Hoje, a burguesia não pensa em aumentar os meios de produção, mas somente em
concentrar riqueza.”
Mujica
criticou a forma como nossos arranjos econômicos são voltados para EUA e
Europa: “A maioria das capitais do mundo estão no interior do país. Na América
Latina, a maioria das capitais estão no litoral. Mesmo no Brasil, apesar da
capital ser Brasília, São Paulo e Rio de Janeiro, os grandes centros econômicos
estão perto do litoral.”
Para
ele, a única maneira de enfrentar essa dependência econômica é com potencial
criador. “A única coisa que pode libertar a AL é o conhecimento. Não
conseguimos manter nossos pesquisadores aqui e a fuga de cérebros impede o
desenvolvimento de massa crítica. Perder pessoas inteligentes para centros de
pesquisa no exterior é uma prova de que falhamos politicamente.”
Quando
perguntado sobre o que o Brasil deveria fazer para sair do impasse político no
qual estamos, Mujica foi bem cético: “Não sou Deus para dizer aos brasileiros o
que devem fazer. Mas, solidariamente, torço para que vocês superem logo esta
situação.”
Na
opinião de Mujica, o Brasil é fundamental para o bom funcionamento da América
Latina. “Sem o Brasil, o resto da América Latina está condenado. E sem seus
vizinhos, o Brasil é incapaz de enfrentar os outros blocos continentais
sozinho.” Por outro lado, o ex-presidente uruguaio criticou o presidencialismo
de coalizão: “Não se pode governar um país com 30 partidos, não há 30 projetos
de país.”
“O
Brasil precisa se manter mobilizado. Não desmoralizemos a política. É absurdo
que as pessoas sejam obrigadas a trabalhar 49 anos para se aposentar”, disse
Mujica em referência à proposta de reforma da Previdência enviada ao Congresso
pelo governo Temer. No entanto, ele acha que as derrotas da esquerda no
continente após 15 anos de predomínio fazem parte do jogo político: “Não há
luta por direitos que não tenha enfrentado derrotas em algum momento.”
Mujica
mostrou preocupação com o futuro do trabalho dentro da atual configuração do
capitalismo. “Há uma crescente robotização do trabalho e isso vai gerar uma
grande massa de desocupados nas cidades. A renda básica, uma proposta tida como
de esquerda, será instrumentalizada pelo capitalismo, de forma que as pessoas
continuem a consumir. Do contrário, teremos problemas para manter a atividade
econômica. Isso mostra quão inovadora era a ideia de Eduardo Suplicy, ainda nos
anos 1990″ – o vereador paulistano era
um dos participantes do evento.
“De
que adianta a Ciência se não damos importância a ela?”, questionou Mujica para
falar sobre a necessidade de enfrentar problemas como a mudança climática.

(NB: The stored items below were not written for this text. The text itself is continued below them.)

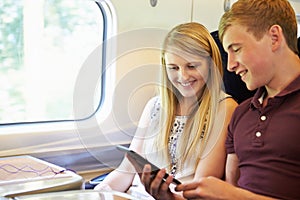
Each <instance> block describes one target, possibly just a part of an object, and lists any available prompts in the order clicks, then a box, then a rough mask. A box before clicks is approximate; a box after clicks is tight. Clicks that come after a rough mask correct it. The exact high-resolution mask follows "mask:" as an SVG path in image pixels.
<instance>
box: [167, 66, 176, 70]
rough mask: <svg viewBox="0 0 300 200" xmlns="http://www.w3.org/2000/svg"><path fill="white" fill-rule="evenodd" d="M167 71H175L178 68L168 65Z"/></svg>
mask: <svg viewBox="0 0 300 200" xmlns="http://www.w3.org/2000/svg"><path fill="white" fill-rule="evenodd" d="M168 69H170V70H171V69H172V70H176V69H178V67H177V66H173V65H169V66H168Z"/></svg>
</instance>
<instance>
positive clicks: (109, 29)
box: [0, 0, 117, 166]
mask: <svg viewBox="0 0 300 200" xmlns="http://www.w3.org/2000/svg"><path fill="white" fill-rule="evenodd" d="M94 2H95V3H96V4H97V5H98V7H99V9H100V10H101V12H102V14H103V17H104V23H103V24H104V33H103V41H107V40H109V37H113V36H114V35H115V34H116V32H117V30H116V29H117V28H116V27H117V26H116V24H117V21H116V20H117V17H116V14H115V10H114V7H113V5H112V3H111V2H110V1H109V0H105V1H103V0H94ZM108 45H110V46H109V48H107V45H106V44H105V46H104V50H103V51H102V56H103V57H102V78H103V79H102V80H101V82H102V84H101V87H102V88H101V98H100V102H99V105H98V107H97V109H96V110H95V112H94V113H92V114H91V115H90V116H88V117H86V118H83V119H78V120H76V119H74V120H59V121H39V122H22V123H9V124H1V126H0V136H1V141H2V144H3V145H1V146H2V147H1V149H0V157H3V156H15V155H25V154H28V155H33V156H35V155H36V157H39V158H49V157H51V158H52V159H54V160H53V162H54V163H56V164H60V163H62V164H63V163H65V162H66V161H64V158H63V156H64V155H66V154H68V155H69V154H70V155H71V154H72V153H73V152H74V151H79V152H85V153H86V147H85V145H84V144H83V143H82V141H81V139H80V138H79V135H78V131H77V129H78V127H77V125H76V123H77V122H78V121H81V122H82V121H85V122H86V124H91V126H94V125H93V123H89V122H88V121H90V120H91V119H92V118H96V119H97V120H101V121H103V120H105V119H106V118H107V116H108V114H109V112H110V111H111V110H112V105H111V100H110V99H111V98H112V94H113V88H114V83H115V73H114V72H115V66H114V65H110V66H109V69H107V66H106V64H107V62H108V59H109V58H110V57H111V58H113V56H114V53H115V52H114V50H113V49H114V45H115V44H108ZM108 82H109V83H110V84H107V83H108ZM89 128H93V127H87V129H89ZM62 151H64V155H61V152H62ZM46 160H47V159H46ZM48 160H49V159H48ZM50 160H51V159H50ZM62 166H64V164H63V165H62Z"/></svg>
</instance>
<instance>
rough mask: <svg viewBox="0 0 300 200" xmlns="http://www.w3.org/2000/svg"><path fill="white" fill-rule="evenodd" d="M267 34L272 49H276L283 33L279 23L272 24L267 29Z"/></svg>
mask: <svg viewBox="0 0 300 200" xmlns="http://www.w3.org/2000/svg"><path fill="white" fill-rule="evenodd" d="M269 35H270V37H271V40H272V50H273V51H276V50H277V49H278V48H279V47H280V46H281V43H282V42H283V41H284V35H283V32H282V29H281V27H280V26H279V25H273V26H271V28H270V29H269Z"/></svg>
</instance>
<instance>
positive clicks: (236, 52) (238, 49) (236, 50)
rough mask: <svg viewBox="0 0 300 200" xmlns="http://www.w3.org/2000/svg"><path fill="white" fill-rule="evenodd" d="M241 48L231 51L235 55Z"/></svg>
mask: <svg viewBox="0 0 300 200" xmlns="http://www.w3.org/2000/svg"><path fill="white" fill-rule="evenodd" d="M240 49H241V48H237V49H233V52H235V53H237V52H239V51H240Z"/></svg>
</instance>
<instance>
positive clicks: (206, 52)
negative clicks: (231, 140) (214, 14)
mask: <svg viewBox="0 0 300 200" xmlns="http://www.w3.org/2000/svg"><path fill="white" fill-rule="evenodd" d="M171 49H172V50H174V49H178V50H180V51H182V52H185V53H189V54H192V55H198V56H200V57H205V58H207V59H209V63H210V69H209V75H208V80H207V83H206V85H205V86H204V87H205V88H204V90H203V93H202V96H200V97H197V102H198V105H196V106H195V108H194V110H193V112H192V113H191V114H190V115H189V118H188V121H187V123H186V125H185V129H184V134H183V135H182V136H181V138H180V140H179V141H180V142H179V143H178V145H177V148H178V150H177V152H180V155H178V156H180V159H179V160H180V165H179V167H182V165H183V163H184V162H185V161H187V159H188V158H189V157H190V156H191V155H193V158H196V159H197V161H199V160H200V159H201V154H202V152H203V149H204V148H205V145H206V141H207V139H208V137H209V133H210V131H211V129H212V125H213V123H214V119H215V114H216V112H217V109H218V104H219V100H220V94H221V90H222V74H223V71H222V60H221V56H220V52H219V49H218V46H217V44H216V43H215V41H214V39H213V38H212V37H211V35H210V33H209V32H208V30H207V29H206V28H205V27H204V26H203V25H201V24H199V23H195V22H191V23H185V24H180V25H178V26H176V27H175V28H173V29H172V30H171V31H170V32H169V33H168V34H167V36H166V38H165V40H164V43H163V46H162V52H161V62H162V71H161V83H162V85H161V87H160V97H161V109H160V121H159V127H160V133H159V134H158V135H157V137H156V140H155V144H156V148H157V150H158V152H159V151H160V150H162V152H163V156H165V157H167V158H168V159H170V155H169V152H168V148H166V147H168V141H169V136H170V133H171V129H172V127H173V123H174V119H175V115H176V109H177V105H178V97H179V96H181V95H180V93H179V91H178V90H177V89H176V88H175V87H174V86H173V85H172V84H171V82H170V81H169V79H168V77H167V72H166V65H165V53H166V52H167V51H169V50H171Z"/></svg>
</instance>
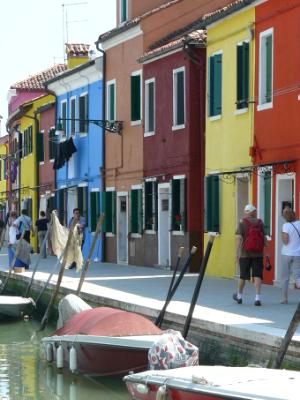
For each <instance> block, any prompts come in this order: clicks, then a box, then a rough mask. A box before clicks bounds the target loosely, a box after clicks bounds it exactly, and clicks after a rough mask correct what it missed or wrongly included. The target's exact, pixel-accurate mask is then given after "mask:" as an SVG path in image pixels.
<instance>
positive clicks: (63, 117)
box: [61, 100, 67, 136]
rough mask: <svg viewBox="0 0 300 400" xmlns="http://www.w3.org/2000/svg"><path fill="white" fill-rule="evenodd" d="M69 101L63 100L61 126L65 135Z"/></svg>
mask: <svg viewBox="0 0 300 400" xmlns="http://www.w3.org/2000/svg"><path fill="white" fill-rule="evenodd" d="M66 118H67V102H66V100H64V101H62V102H61V127H62V131H63V132H64V133H63V135H64V136H66V135H67V121H66Z"/></svg>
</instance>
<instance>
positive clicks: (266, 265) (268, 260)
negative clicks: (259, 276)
mask: <svg viewBox="0 0 300 400" xmlns="http://www.w3.org/2000/svg"><path fill="white" fill-rule="evenodd" d="M265 268H266V270H267V271H271V269H272V264H271V261H270V257H269V256H266V265H265Z"/></svg>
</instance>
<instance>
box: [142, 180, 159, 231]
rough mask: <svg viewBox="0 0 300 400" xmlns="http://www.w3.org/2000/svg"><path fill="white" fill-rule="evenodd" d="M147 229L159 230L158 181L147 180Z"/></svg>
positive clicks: (151, 230)
mask: <svg viewBox="0 0 300 400" xmlns="http://www.w3.org/2000/svg"><path fill="white" fill-rule="evenodd" d="M145 229H146V230H150V231H156V230H157V182H155V181H151V182H145Z"/></svg>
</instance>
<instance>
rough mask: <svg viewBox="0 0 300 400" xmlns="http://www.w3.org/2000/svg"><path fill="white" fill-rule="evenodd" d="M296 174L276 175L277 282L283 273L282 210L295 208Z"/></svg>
mask: <svg viewBox="0 0 300 400" xmlns="http://www.w3.org/2000/svg"><path fill="white" fill-rule="evenodd" d="M294 193H295V174H281V175H277V176H276V216H275V218H276V219H275V223H276V232H275V234H276V238H275V239H276V245H275V277H274V279H275V282H274V283H277V282H278V283H279V281H280V273H281V246H282V243H281V230H282V225H283V224H284V222H285V221H284V219H283V217H282V211H283V209H284V208H285V207H287V206H288V207H291V208H292V209H295V196H294Z"/></svg>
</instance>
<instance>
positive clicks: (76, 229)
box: [50, 212, 83, 271]
mask: <svg viewBox="0 0 300 400" xmlns="http://www.w3.org/2000/svg"><path fill="white" fill-rule="evenodd" d="M68 235H69V229H68V228H66V227H65V226H62V225H61V224H60V222H59V219H58V217H57V215H56V213H55V212H52V227H51V231H50V239H51V244H52V249H53V252H54V254H56V256H57V257H58V258H59V257H60V256H61V254H62V252H63V251H64V250H65V248H66V245H67V240H68ZM81 240H82V236H81V235H80V234H79V232H78V229H77V227H76V226H75V229H74V231H73V236H72V239H71V243H70V247H69V251H68V254H67V262H66V266H68V265H71V264H72V263H73V262H75V263H76V271H80V270H81V268H82V264H83V257H82V252H81Z"/></svg>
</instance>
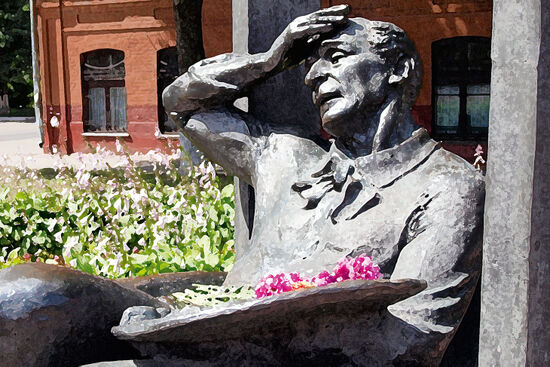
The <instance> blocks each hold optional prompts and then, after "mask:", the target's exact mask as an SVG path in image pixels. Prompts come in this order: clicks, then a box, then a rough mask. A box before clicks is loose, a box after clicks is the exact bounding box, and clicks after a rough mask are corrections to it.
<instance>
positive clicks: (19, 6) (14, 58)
mask: <svg viewBox="0 0 550 367" xmlns="http://www.w3.org/2000/svg"><path fill="white" fill-rule="evenodd" d="M29 11H30V8H29V1H28V0H9V1H0V93H1V94H3V93H4V92H6V93H8V95H9V96H10V104H11V106H12V107H15V106H19V105H21V106H23V107H25V106H28V105H29V104H31V103H32V98H31V95H32V90H33V87H32V52H31V29H30V14H29Z"/></svg>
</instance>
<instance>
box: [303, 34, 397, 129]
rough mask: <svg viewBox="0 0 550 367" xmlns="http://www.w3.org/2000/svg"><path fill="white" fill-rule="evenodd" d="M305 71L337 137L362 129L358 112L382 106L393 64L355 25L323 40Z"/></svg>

“Precisamos fazer com que essas descobertas virem política pública”, uma clara
alfinetada em Donald Trump e sua política de negar o aquecimento global e as
mudanças trazidas por ele para a vida na Terra. “Loucos não podem ser
presidentes de repúblicas. Precisamos de antídotos contra loucos como ele.”
Maconha
e aborto
No
final de sua exposição, Mujica falou sobre a experiência frente ao governo
uruguaio, especialmente sobre a descriminalização do aborto e da maconha.

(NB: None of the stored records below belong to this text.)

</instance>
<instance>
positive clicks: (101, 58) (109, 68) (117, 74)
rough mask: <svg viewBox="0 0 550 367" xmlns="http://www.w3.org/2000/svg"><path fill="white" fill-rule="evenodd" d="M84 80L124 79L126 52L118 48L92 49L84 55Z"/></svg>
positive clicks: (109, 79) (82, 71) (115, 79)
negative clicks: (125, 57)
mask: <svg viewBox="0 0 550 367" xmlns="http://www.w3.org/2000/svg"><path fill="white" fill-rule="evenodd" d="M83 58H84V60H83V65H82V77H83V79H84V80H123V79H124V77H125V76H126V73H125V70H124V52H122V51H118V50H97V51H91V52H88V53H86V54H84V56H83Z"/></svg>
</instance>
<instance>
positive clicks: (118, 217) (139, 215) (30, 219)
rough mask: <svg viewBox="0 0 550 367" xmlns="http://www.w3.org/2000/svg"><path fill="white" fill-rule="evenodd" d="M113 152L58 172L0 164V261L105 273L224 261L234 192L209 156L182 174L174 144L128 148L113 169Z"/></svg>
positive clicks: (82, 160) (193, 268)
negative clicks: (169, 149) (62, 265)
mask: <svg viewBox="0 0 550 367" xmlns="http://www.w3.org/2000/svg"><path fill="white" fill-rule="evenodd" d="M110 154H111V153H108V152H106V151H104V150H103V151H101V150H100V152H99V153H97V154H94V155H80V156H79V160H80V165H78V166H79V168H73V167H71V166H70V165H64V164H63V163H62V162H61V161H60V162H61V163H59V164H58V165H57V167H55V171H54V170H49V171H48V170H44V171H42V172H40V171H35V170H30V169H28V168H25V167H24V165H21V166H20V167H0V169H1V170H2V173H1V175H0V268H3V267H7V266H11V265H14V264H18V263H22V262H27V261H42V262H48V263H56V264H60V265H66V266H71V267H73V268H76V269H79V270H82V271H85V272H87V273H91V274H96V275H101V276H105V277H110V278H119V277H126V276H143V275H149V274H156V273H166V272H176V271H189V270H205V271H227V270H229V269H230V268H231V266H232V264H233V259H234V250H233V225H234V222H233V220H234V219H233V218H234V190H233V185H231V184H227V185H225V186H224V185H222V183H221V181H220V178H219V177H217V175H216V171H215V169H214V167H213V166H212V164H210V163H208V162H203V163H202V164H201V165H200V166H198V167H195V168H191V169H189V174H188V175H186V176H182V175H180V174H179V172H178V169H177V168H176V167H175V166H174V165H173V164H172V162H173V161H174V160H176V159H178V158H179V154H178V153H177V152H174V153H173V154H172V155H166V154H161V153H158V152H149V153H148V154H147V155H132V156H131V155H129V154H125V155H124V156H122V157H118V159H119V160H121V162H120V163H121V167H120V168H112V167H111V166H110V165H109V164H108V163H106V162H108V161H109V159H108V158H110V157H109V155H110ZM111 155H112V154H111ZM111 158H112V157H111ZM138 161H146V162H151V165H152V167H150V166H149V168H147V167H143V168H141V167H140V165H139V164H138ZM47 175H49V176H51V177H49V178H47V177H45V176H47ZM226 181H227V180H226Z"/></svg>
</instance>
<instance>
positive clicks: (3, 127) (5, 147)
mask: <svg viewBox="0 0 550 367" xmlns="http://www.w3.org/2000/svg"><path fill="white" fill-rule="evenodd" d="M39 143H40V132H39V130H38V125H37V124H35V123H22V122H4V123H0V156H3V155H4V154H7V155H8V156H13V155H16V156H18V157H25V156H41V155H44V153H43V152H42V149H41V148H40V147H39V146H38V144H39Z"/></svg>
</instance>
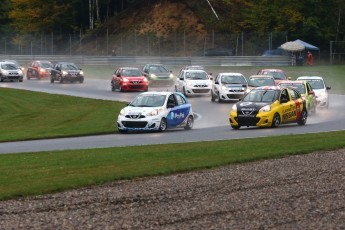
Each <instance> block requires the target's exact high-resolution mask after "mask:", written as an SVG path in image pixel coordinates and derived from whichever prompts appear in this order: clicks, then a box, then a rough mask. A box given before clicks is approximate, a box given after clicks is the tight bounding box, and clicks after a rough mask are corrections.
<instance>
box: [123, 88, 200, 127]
mask: <svg viewBox="0 0 345 230" xmlns="http://www.w3.org/2000/svg"><path fill="white" fill-rule="evenodd" d="M193 124H194V115H193V111H192V106H191V104H189V102H188V100H187V98H186V97H185V96H184V95H183V94H182V93H179V92H145V93H141V94H139V95H138V96H137V97H136V98H135V99H134V100H133V101H132V102H131V103H130V104H128V106H127V107H125V108H123V109H122V110H121V111H120V114H119V116H118V119H117V127H118V130H119V132H120V133H126V132H128V131H150V130H156V131H165V130H166V129H167V128H175V127H182V128H184V129H186V130H189V129H192V128H193Z"/></svg>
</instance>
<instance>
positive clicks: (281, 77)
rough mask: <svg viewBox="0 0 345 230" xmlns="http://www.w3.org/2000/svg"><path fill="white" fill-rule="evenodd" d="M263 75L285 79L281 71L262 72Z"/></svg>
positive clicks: (276, 78)
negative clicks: (276, 71) (266, 75)
mask: <svg viewBox="0 0 345 230" xmlns="http://www.w3.org/2000/svg"><path fill="white" fill-rule="evenodd" d="M263 74H264V75H270V76H272V77H273V78H274V79H276V80H285V79H286V76H285V74H284V73H283V72H273V71H272V72H264V73H263Z"/></svg>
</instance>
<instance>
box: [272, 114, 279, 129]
mask: <svg viewBox="0 0 345 230" xmlns="http://www.w3.org/2000/svg"><path fill="white" fill-rule="evenodd" d="M279 125H280V116H279V114H278V113H276V114H274V117H273V120H272V125H271V126H272V127H273V128H277V127H278V126H279Z"/></svg>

“Descriminalizamos o aborto porque as mulheres penalizadas são sempre as mais
pobres. As mulheres que tem dinheiro vão dar um jeito de resolver o problema.”
“A
vantagem de governar um país pequeno é que a gente pode se dar ao luxo de
tentar coisas que os gigantes não podem tentar. Por isso resolvemos saber como
seria se liberássemos a maconha para uso medicinal e consumo caseiro.” Na visão
de Mujica, foi uma “dose controlada”. Para ele, 70 anos de guerra às drogas não
resolveram a questão.
“Só
conseguimos criar outro problema – o tráfico. Tudo que é proibido vai deixar as
pessoas loucas de vontade de fazer, isso é a natureza humana. Por outro lado,
um terço dos presos uruguaios eram de traficantes e de crimes ligados à droga.
O vício é um problema de saúde e assim deve ser tratado, mas o tráfico é um
problema bem pior.”
Mujica
foi bem enfático ao lidar com essa questão: “O único segmento que se beneficia
quando deixamos as drogas numa zona cinzenta é o crime. Se isso está à luz do
dia, é mais fácil de combater e lidar”. No entanto, ele rechaça a ideia de um
turismo marijuanero: “nossa ideia é o consumo para o cidadão comum. Se
estimulamos que as pessoas venham ao Uruguai por causa da maconha, isso nos
traria problemas com os vizinhos e isso a gente não quer”, finalizou Mujica.